Luckily, Gargoyle’s Quest II learned from this and a few other quirks to really polish the gameplay to a shine. It drops the random battles entirely, replacing them with avoidable NPCs on the world map that taunt you and then engage you in combat. Neither game has terribly difficult boss fights but they’re definitely better in the second game with more interesting patterns and strategies. There are a couple of new abilities and a higher HP ceiling. The story, for whatever it’s worth, is a little more in-depth this time and its fetch quests get a twist now and again. Best of all, the larger screen size and range of color allowed the designers to create far more intricate levels with plenty of room to breathe. And, God, it looks GREAT for an NES game. GQII is chock full of personality. There are a lot of little details that just bring the game to life.
Perhaps best of all, both games were delightfully short and to the point. I finished Gargoyle’s Quest II in about four hours and probably spent the same or less on Gargoyle’s Quest I. Neither game is padded out with artificial difficulty or esoteric riddles or needless grinding. They’re paced exceptionally well and never feel stagnant. I can see myself revisiting GQII again in the future when I’m looking for an NES platforming fix.
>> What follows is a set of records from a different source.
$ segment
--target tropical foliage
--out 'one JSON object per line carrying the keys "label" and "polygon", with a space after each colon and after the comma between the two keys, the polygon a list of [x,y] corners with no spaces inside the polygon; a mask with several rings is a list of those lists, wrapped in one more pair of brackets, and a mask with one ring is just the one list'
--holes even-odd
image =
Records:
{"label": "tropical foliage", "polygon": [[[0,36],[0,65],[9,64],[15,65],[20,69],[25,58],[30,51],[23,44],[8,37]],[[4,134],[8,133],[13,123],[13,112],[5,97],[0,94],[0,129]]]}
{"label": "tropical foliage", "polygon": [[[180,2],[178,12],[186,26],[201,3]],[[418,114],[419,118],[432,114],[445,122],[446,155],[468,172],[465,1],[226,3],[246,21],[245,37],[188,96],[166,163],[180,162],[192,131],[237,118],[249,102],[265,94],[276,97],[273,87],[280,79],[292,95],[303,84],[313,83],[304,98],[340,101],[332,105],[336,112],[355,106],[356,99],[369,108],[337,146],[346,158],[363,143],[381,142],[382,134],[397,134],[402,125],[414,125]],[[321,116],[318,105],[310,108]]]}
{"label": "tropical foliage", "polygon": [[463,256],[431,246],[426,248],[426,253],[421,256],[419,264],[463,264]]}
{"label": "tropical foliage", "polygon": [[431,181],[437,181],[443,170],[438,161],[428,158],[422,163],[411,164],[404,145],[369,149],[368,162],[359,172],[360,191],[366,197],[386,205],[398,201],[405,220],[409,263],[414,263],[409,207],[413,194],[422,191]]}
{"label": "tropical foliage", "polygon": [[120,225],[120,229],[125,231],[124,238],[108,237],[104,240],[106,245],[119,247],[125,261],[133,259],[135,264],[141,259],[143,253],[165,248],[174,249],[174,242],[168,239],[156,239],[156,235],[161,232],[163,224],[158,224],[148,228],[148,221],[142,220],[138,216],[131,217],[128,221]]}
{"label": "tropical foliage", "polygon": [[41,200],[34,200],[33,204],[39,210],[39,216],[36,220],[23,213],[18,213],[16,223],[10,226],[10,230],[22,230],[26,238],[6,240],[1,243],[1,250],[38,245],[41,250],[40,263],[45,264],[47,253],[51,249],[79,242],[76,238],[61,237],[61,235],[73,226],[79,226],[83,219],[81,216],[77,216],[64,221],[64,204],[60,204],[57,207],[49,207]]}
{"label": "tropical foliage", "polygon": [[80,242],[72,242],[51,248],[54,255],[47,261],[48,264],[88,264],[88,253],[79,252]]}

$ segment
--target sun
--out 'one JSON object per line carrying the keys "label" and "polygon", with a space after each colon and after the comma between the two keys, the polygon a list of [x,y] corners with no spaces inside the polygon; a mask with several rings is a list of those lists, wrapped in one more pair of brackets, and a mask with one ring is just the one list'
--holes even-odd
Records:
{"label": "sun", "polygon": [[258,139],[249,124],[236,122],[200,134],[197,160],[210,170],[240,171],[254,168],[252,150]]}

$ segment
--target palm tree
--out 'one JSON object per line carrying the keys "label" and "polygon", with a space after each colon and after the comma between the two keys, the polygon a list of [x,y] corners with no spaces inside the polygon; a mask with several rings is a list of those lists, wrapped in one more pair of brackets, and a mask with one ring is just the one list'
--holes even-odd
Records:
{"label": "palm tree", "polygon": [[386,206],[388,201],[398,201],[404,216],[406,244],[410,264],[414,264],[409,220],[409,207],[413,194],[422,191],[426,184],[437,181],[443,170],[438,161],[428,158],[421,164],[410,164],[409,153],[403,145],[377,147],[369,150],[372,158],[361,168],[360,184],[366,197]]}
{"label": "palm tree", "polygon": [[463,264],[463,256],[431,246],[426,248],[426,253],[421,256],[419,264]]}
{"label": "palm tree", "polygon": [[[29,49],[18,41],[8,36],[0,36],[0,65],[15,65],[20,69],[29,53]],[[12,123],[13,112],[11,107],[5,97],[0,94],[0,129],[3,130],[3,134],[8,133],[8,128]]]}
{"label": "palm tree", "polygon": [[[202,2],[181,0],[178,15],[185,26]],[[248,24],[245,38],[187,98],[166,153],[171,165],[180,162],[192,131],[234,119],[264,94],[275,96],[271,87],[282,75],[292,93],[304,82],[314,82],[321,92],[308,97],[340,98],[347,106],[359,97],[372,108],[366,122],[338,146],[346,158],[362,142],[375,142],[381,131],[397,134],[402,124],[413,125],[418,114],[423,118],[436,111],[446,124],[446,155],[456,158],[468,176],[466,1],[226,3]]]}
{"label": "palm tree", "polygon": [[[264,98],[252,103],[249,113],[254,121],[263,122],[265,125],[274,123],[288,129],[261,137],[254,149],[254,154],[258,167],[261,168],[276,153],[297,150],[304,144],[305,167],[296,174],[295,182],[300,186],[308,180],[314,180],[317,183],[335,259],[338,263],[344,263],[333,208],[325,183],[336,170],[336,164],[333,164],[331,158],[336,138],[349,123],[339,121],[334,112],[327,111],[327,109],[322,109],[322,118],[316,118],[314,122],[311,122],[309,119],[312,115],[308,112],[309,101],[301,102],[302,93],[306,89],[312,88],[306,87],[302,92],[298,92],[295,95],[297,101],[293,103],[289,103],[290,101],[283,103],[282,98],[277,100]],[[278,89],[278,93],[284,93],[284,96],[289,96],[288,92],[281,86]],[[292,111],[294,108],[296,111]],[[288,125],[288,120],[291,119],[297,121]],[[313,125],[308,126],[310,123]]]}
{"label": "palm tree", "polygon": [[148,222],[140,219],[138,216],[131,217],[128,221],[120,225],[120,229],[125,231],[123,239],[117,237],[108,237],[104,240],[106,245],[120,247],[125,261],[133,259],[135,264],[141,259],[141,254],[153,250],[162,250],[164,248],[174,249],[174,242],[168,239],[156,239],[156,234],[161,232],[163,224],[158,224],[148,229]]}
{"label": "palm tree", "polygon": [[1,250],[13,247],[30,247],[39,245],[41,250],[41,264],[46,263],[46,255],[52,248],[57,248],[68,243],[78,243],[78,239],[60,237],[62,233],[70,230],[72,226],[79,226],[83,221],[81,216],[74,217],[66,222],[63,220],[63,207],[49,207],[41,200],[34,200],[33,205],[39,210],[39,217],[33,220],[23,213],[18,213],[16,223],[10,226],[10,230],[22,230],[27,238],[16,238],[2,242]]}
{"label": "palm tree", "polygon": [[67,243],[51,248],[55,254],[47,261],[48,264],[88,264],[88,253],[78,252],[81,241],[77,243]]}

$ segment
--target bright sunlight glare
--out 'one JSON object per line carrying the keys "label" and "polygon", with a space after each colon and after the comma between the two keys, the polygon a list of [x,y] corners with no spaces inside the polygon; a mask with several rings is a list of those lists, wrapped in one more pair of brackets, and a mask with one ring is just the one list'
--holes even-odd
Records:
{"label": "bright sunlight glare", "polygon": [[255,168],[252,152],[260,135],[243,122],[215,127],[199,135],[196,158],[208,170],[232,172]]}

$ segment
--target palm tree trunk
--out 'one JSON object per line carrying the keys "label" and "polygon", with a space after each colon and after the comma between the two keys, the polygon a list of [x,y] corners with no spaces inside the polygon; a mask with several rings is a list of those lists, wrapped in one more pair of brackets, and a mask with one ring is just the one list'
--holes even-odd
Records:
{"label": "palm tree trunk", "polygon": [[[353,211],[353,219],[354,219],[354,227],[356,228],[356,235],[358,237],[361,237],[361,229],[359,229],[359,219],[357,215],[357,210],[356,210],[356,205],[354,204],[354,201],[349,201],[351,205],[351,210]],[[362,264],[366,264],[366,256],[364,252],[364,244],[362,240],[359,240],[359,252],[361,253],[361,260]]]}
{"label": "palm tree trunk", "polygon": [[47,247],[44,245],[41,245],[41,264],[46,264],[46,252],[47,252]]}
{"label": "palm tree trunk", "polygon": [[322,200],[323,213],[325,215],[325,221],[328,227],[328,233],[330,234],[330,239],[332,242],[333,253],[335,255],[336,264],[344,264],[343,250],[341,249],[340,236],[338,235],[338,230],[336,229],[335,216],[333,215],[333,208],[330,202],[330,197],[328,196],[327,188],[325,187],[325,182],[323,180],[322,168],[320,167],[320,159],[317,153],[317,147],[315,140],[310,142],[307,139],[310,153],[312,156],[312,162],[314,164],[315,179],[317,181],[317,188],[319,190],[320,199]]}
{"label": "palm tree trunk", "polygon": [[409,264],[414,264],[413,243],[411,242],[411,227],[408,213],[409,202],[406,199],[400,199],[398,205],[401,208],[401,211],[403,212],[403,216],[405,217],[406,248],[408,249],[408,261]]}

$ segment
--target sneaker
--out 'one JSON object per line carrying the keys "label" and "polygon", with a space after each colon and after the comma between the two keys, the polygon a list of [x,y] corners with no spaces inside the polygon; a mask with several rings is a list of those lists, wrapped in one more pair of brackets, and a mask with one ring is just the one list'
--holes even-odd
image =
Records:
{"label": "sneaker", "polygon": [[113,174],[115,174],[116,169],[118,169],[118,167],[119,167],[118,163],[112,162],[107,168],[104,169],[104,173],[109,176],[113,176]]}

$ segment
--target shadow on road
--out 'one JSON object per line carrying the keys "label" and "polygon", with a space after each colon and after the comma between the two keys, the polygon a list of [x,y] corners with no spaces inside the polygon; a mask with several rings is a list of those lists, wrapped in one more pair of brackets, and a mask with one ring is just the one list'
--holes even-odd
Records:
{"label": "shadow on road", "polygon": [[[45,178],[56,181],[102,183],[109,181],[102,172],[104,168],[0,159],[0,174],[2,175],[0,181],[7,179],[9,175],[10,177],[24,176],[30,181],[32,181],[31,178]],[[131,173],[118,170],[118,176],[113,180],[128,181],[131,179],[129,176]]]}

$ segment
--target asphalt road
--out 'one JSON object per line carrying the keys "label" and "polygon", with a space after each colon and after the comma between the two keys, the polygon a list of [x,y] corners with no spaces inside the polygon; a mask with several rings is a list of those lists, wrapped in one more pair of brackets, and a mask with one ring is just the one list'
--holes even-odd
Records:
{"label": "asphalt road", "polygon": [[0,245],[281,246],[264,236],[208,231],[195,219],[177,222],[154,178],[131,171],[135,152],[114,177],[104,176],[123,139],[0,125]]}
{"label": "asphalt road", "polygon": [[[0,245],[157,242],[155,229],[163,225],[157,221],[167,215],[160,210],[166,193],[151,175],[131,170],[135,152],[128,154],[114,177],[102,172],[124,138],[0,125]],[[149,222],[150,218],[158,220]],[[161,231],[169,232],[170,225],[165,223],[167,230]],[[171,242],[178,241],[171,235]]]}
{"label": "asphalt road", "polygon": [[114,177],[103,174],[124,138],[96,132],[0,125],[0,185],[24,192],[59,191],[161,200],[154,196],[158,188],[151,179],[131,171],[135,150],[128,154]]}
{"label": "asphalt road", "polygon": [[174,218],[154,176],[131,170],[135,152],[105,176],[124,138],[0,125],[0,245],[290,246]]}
This year, I plan to spend a lot more time tackling my backlog, and thanks to these two games, 2022 is off to a fantastic start. If you enjoy platformers with a more methodical pace, like the Ghosts ‘n Goblins aesthetic, or are just looking for a fresh, fun 8-bit game that you might have overlooked, then I strongly recommend checking out Gargoyle’s Quest I and II. And, hell, if you haven’t played it, try Demon’s Crest, too. Every game in the series is well worth your time.